Layhugni Berihun is 36 and lives with her husband and five children in the Ata kebele of the Farta district in South Gonder, Ethiopia. She is, like many people in the region, a potato farmer. With two sons and three daughters to feed and clothe, Layhugni relies on her livelihood to keep her family healthy and happy. Yet this was becoming increasingly harder as poor seed meant that Layhugni’s yields were abysmally low – a fact that was only worsened by the traditional agronomy practices that no longer reflected changing environmental conditions.
On top of this, there was no place for Layhugni to store either her seed or crops, meaning that she had no way of preserving a surplus to see her through the increasing hunger months. She, along with other struggling farmers in her area, joined Vita’s programme to find solutions to these challenges.
Vita’s improved potato seed programme is made possible by the support of Irish Aid and Action on Poverty. Together, we supplied Layhugni with improved quality potato seed to replace the low yields of the local “Aballo” variety.
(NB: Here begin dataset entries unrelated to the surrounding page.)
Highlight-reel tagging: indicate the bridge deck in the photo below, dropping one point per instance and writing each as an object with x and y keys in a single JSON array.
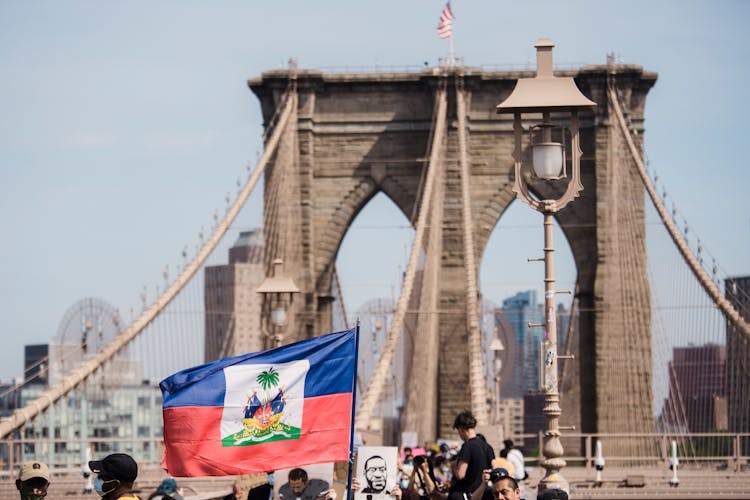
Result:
[{"x": 704, "y": 482}]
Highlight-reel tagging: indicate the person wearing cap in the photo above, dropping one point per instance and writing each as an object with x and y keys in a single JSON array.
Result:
[
  {"x": 552, "y": 494},
  {"x": 115, "y": 475},
  {"x": 501, "y": 485},
  {"x": 33, "y": 480}
]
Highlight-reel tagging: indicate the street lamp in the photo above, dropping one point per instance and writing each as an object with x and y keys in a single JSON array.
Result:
[
  {"x": 278, "y": 292},
  {"x": 546, "y": 94}
]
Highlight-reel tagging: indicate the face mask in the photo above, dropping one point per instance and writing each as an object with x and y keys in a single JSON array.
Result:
[
  {"x": 33, "y": 494},
  {"x": 99, "y": 486}
]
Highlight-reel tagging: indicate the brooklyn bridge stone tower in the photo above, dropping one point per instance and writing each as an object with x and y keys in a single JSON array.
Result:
[{"x": 356, "y": 135}]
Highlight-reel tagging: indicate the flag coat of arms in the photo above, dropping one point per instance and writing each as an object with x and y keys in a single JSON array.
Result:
[{"x": 263, "y": 411}]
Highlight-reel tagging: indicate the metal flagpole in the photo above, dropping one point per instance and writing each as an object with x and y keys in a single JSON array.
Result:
[
  {"x": 354, "y": 407},
  {"x": 451, "y": 58}
]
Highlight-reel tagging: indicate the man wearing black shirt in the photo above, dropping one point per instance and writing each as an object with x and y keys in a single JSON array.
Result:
[{"x": 474, "y": 457}]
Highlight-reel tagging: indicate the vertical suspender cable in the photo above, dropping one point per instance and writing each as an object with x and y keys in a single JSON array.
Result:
[
  {"x": 476, "y": 368},
  {"x": 31, "y": 410},
  {"x": 377, "y": 380}
]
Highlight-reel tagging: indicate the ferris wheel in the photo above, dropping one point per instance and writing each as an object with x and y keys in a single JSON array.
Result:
[{"x": 87, "y": 326}]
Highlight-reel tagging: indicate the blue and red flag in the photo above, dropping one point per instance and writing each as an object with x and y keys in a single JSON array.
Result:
[{"x": 263, "y": 411}]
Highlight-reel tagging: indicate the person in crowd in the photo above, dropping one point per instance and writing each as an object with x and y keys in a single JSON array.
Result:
[
  {"x": 501, "y": 484},
  {"x": 115, "y": 475},
  {"x": 421, "y": 483},
  {"x": 502, "y": 462},
  {"x": 474, "y": 456},
  {"x": 515, "y": 457},
  {"x": 33, "y": 480},
  {"x": 167, "y": 490},
  {"x": 442, "y": 473},
  {"x": 552, "y": 494},
  {"x": 299, "y": 487}
]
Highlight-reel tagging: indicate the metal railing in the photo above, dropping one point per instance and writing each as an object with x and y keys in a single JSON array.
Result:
[
  {"x": 716, "y": 450},
  {"x": 713, "y": 450}
]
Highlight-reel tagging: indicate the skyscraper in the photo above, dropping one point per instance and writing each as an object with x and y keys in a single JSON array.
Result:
[
  {"x": 520, "y": 310},
  {"x": 232, "y": 305},
  {"x": 697, "y": 389}
]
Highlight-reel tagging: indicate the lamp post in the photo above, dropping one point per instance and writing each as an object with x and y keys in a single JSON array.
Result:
[
  {"x": 278, "y": 292},
  {"x": 546, "y": 94}
]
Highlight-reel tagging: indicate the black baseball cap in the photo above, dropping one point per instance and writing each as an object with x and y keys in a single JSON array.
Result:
[
  {"x": 498, "y": 474},
  {"x": 117, "y": 466}
]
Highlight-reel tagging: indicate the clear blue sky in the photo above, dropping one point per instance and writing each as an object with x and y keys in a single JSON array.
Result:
[{"x": 124, "y": 124}]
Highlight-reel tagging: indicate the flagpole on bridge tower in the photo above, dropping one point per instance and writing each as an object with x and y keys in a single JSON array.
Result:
[{"x": 354, "y": 410}]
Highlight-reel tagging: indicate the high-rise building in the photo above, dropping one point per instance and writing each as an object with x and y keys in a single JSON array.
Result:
[
  {"x": 233, "y": 307},
  {"x": 738, "y": 360},
  {"x": 520, "y": 310},
  {"x": 697, "y": 401}
]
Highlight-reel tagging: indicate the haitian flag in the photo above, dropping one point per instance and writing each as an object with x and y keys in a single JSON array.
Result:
[{"x": 263, "y": 411}]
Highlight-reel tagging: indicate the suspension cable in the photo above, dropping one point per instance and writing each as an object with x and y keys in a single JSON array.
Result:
[
  {"x": 729, "y": 311},
  {"x": 75, "y": 377},
  {"x": 377, "y": 380},
  {"x": 476, "y": 368}
]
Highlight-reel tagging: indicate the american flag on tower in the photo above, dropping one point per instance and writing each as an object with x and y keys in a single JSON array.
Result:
[{"x": 445, "y": 24}]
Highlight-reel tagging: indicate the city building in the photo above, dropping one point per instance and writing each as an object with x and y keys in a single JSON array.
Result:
[
  {"x": 520, "y": 310},
  {"x": 697, "y": 382},
  {"x": 233, "y": 308},
  {"x": 738, "y": 361},
  {"x": 115, "y": 411}
]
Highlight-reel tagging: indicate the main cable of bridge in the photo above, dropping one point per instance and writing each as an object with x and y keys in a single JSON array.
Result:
[
  {"x": 727, "y": 308},
  {"x": 123, "y": 339}
]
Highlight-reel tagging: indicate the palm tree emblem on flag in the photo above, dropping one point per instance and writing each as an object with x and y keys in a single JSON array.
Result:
[{"x": 262, "y": 414}]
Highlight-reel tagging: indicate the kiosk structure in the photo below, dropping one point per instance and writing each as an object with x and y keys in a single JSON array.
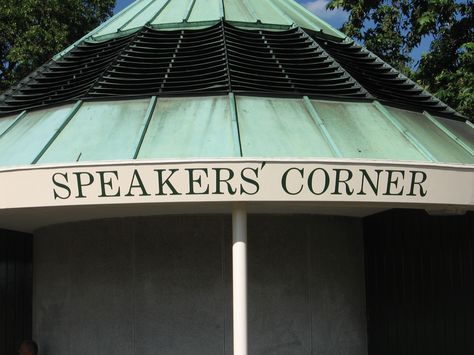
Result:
[{"x": 232, "y": 177}]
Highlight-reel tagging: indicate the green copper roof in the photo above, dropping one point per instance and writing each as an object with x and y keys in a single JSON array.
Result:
[
  {"x": 230, "y": 126},
  {"x": 181, "y": 13},
  {"x": 272, "y": 80}
]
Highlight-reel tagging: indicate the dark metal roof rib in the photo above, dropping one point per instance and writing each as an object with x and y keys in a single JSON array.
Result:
[
  {"x": 218, "y": 60},
  {"x": 381, "y": 80},
  {"x": 167, "y": 62},
  {"x": 64, "y": 80}
]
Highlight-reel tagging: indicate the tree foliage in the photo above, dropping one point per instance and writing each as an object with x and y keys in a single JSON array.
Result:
[
  {"x": 32, "y": 31},
  {"x": 393, "y": 29}
]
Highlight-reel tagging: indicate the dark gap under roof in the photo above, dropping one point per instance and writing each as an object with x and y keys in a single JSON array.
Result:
[{"x": 218, "y": 60}]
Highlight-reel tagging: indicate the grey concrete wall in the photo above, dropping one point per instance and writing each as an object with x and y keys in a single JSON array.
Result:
[{"x": 162, "y": 285}]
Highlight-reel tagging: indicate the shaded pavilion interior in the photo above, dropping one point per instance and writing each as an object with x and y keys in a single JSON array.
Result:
[{"x": 246, "y": 79}]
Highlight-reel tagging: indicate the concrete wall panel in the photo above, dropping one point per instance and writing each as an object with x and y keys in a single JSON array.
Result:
[{"x": 162, "y": 285}]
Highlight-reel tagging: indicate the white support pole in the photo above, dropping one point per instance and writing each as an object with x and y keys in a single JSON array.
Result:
[{"x": 239, "y": 278}]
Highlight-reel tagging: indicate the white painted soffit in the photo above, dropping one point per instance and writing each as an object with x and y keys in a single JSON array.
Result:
[{"x": 34, "y": 196}]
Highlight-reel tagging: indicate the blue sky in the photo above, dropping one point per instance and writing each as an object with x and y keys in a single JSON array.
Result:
[{"x": 318, "y": 7}]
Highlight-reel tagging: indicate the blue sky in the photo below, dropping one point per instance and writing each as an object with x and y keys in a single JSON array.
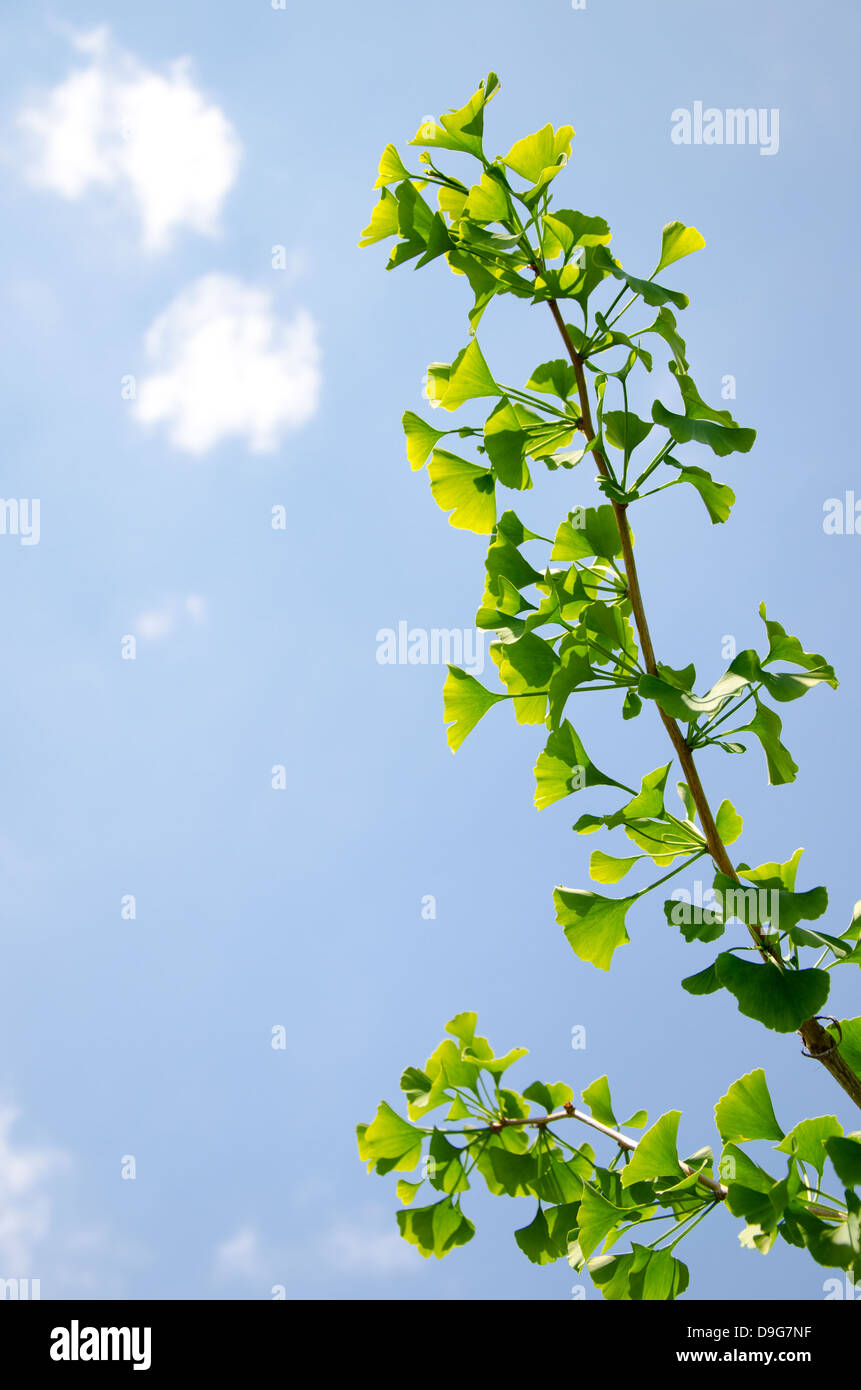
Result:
[{"x": 153, "y": 157}]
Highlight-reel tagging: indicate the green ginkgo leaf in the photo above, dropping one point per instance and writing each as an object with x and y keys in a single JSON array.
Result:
[
  {"x": 465, "y": 701},
  {"x": 678, "y": 241},
  {"x": 746, "y": 1112},
  {"x": 463, "y": 489},
  {"x": 594, "y": 926}
]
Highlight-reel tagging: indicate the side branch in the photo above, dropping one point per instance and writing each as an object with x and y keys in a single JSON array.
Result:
[
  {"x": 818, "y": 1043},
  {"x": 570, "y": 1112}
]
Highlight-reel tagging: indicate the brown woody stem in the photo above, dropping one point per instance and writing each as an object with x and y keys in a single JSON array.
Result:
[{"x": 817, "y": 1040}]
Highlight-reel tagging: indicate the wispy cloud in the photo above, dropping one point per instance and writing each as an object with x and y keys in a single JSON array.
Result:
[
  {"x": 25, "y": 1205},
  {"x": 358, "y": 1246},
  {"x": 224, "y": 366},
  {"x": 145, "y": 136},
  {"x": 157, "y": 623}
]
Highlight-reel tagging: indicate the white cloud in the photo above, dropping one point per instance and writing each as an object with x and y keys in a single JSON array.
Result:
[
  {"x": 363, "y": 1247},
  {"x": 25, "y": 1207},
  {"x": 153, "y": 624},
  {"x": 239, "y": 1257},
  {"x": 153, "y": 138},
  {"x": 224, "y": 364}
]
We supplied training – from initial land preparation right through to harvesting – on smart land management that showed programme participants how to use fertilizer, rotate and manage their crops, and safeguard their plot from overworking.
To address the issue of storage, Vita helped Layhugni and her farming peers to construct a diffused light storage – a valuable addition to their farms that would enable them to store seeds and thus ensure they had a constant source of guaranteed crops and income.
A lack of access to finance was another significant barrier to a secure and sustainable livelihood for Layhugni and thus Vita also supplied training on managing finance as well as linking these small farmers with markets where they could sell their high-quality potato crops for a fair price.
Most importantly, this project gave in-depth training to each farmer on a fortnightly basis, covering everything from agronomy skills, seed store management, business training to knowledge-sharing initiatives. It is this training – which focuses on equipping farmers with not just tools but with knowledge and understanding – that ensures the longterm success of this programme. It is this specialised training that empowers Layhugni with a resilience and a wealth of skills that will see her face many challenges to her crops, land and livelihood.
Under this programme, Layhugni’s farm – and indeed, her life – has been transformed. On her 0.25 hectare plot, Layhugni’s yields have increased from a measly 8 or 9 quintals (one quintal represents 100 kg) to 20 quintals – that’s more than double her original yields! The effect this has had on Layhugni’s entire family is profound.
Her children can now be better educated by attending a good school, her home has been transformed as she can finally afford to buy proper furniture and Layhugni can now start building her business towards the success she has always dreamed of.
In her own words, “I plan to buy additional farm land and open a shop in Debre Tabor town.”